First, Russian President Vladimir Putin obviously misjudged his audience when he opted to make a joke at the opening of a five-day World Climate Change Conference in Moscow. He had just finished contending that Russia needed more time to analyze the Kyoto Protocol before ratifying the deal, which will fall through without the backing of Russia after the U.S. refused to ratify the treaty.
In a classic demonstration of poorly timed delivery, he quipped: “In Russia, you often hear, either as a joke or seriously, that Russia is a northern country and it would not be scary for it to be two or three degrees warmer. Maybe it would be good and we could spend less on fur coats and other warm things.”
In spite of having a ring of truth to it, his Russian brand of humor did not amuse representatives of other chilly northern latitudes, such as Norway’s Environment Minister Boerge Brende or his Canadian counterpart, David Anderson.
Brende said, “Climate change is the biggest and most serious environmental threat we face. In Norway, it will lead to much more extreme weather. It could, in the extreme, weaken the Gulf Stream [referring to the warm ocean current that moderates Western Europe’s weather].”
Anderson noted that Canadian Arctic indigenous people were seeing “weather conditions that even the oldest residents have never known and have no tradition of in their historical oral records.”
He added, “The Permafrost will thaw and big parts of Russia will become uninhabitable.”
I’d like to have had the opportunity to hear Putin’s belly-splitting response to that one, since he seemed to be on a roll.
Then there was Italy’s power failure, which left nearly all of that country’s 57 million people in the dark–fortunately on a weekend night. The majority of the outage was restored within about 8 hours.
The blame was lobbed at Switzerland and France. Initial findings suggested that storms may have resulted in a tree branch falling onto power lines in Switzerland, which then started a chain reaction by overloading another Swiss line and knocking out power from French lines into Italy. Switzerland and France blamed Italy for failing to react quickly enough, while Italian officials said they were given only four seconds to respond.

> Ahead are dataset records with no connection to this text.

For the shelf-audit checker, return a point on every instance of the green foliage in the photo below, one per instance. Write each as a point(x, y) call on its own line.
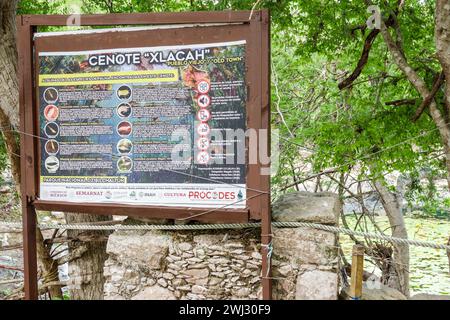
point(315, 45)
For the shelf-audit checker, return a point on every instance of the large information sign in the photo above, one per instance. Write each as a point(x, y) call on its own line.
point(154, 125)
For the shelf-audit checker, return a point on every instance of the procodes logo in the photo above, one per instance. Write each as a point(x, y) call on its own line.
point(212, 195)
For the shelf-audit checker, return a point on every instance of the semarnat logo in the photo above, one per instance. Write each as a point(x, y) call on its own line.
point(89, 193)
point(212, 195)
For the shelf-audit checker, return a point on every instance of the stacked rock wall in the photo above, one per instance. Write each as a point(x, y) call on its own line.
point(227, 264)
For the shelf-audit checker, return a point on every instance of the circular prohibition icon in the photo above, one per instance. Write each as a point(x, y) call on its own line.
point(203, 86)
point(203, 143)
point(203, 115)
point(203, 101)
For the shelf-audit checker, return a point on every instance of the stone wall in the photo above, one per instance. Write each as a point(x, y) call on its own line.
point(227, 264)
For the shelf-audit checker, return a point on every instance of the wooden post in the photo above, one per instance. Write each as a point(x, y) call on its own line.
point(357, 272)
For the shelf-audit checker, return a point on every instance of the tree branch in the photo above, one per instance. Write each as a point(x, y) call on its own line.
point(401, 102)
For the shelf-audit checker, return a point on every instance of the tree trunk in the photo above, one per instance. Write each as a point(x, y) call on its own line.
point(400, 280)
point(442, 39)
point(86, 270)
point(92, 260)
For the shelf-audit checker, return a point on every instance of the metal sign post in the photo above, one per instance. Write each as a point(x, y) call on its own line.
point(167, 30)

Paolo Scaroni, CEO of Italian utility company ENEL, said that nuclear power imports from France are cheaper than energy production in Italy. Its imports can account for 17 percent of the country’s power during the day, rising to 30 percent at night. Anti-trust restrictions, according to Scaroni, limit the amount of energy ENEL can produce, currently 50 percent of its capacity.

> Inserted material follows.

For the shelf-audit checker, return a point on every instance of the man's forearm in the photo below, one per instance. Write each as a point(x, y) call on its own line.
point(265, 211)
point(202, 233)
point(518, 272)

Watch for scrutiny of Italy’s reliance on imported power and debates about the effects of Europe’s deregulated electric industry.
I was amused when I heard a National Public Radio report refer to one of the most-often voiced complaints during the blackout: Espresso was unavailable.

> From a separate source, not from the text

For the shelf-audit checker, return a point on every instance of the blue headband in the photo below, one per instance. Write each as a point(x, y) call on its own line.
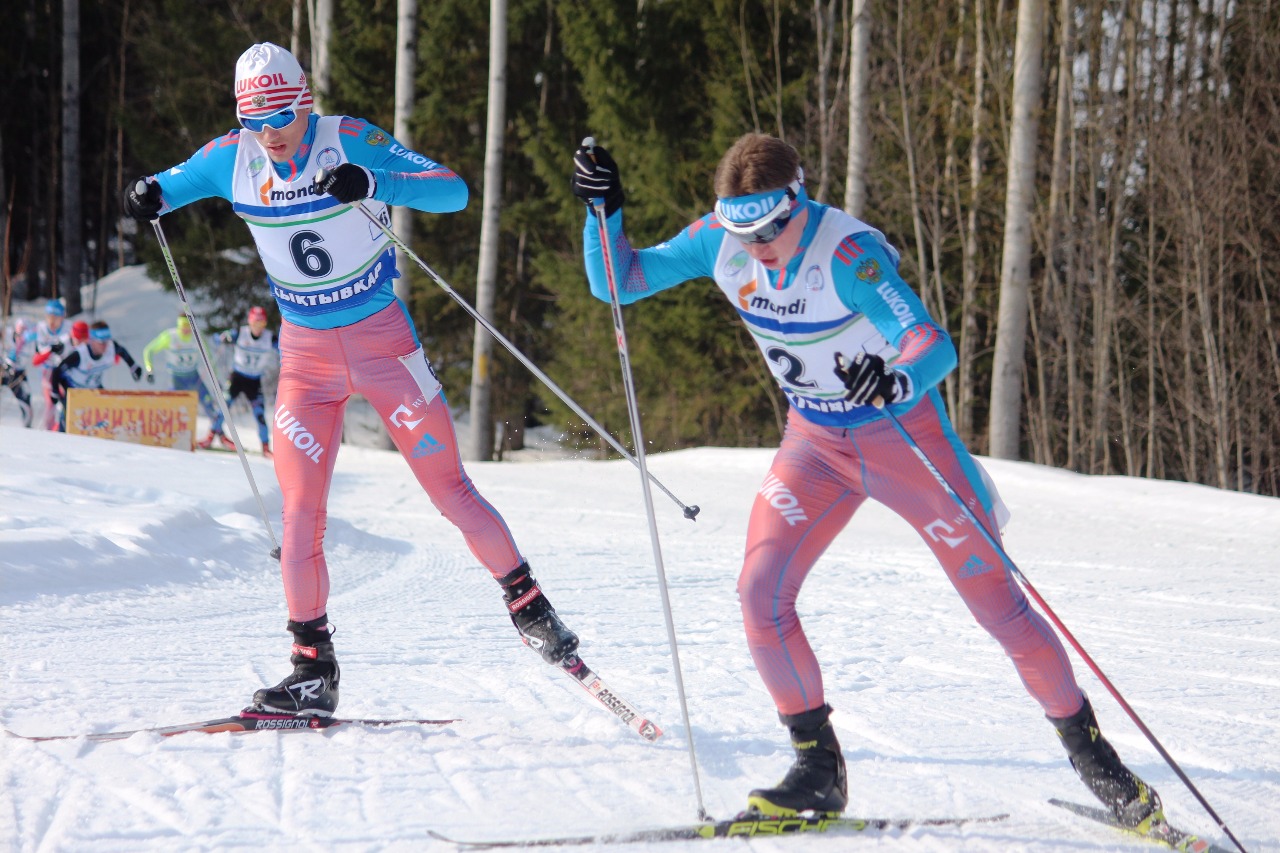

And certainly, any that was available must have been getting cold as the blame game heated up.
Finally, how could this commentary not include mention of the California gubernatorial recall? Arnold Schwarzenegger? (Don’t you wonder how he would have handled the California energy crisis?)
I’m not suggesting he’s the least qualified by any means. Of the 135 governor wannabes, you’ve probably seen a sampling of the oddities flash across your TV screen, without any kind of parental warnings, in snippets of news updates or during the Jay Leno show. He had about 90 of the motley crew on his show one night–fortunately on one late night when children were safely tucked away in their beds.
The Sacramento Bee recently reported that Schwarzenegger said he’ll make up for what he lacks in experience with his ability to lead the state.
“I don’t have the experience to create the biggest budget deficit in the history of the state of California,” he said on one radio show. “What I do have experience in is leading. I can go up there and clean up the mess.”
The recall vote will have been held by the time you read this. October 7 is the day Californians cast their votes. At press time, a CNN/USA Today/Gallup poll showed 63 percent of probable voters surveyed said they would vote yes on recalling Davis. In a separate vote to choose a replacement for Davis, Schwarzenegger was the choice of 40 percent of respondents.
Sometimes, the best coping mechanism or anti-stress tactic is to hang on to your sense of humor. Remember: He who laughs last, thinks slowest.
Pam Boschee, Managing Editor
Editor’s note: In Tony Sleva’s article “Can electrical subsystems prevent the next big blackout?” (Sept. 2003, pg. 5) the denominator in the equations should be “system impedance.” Also, in equations 1 & 2, “general” should read “generator.”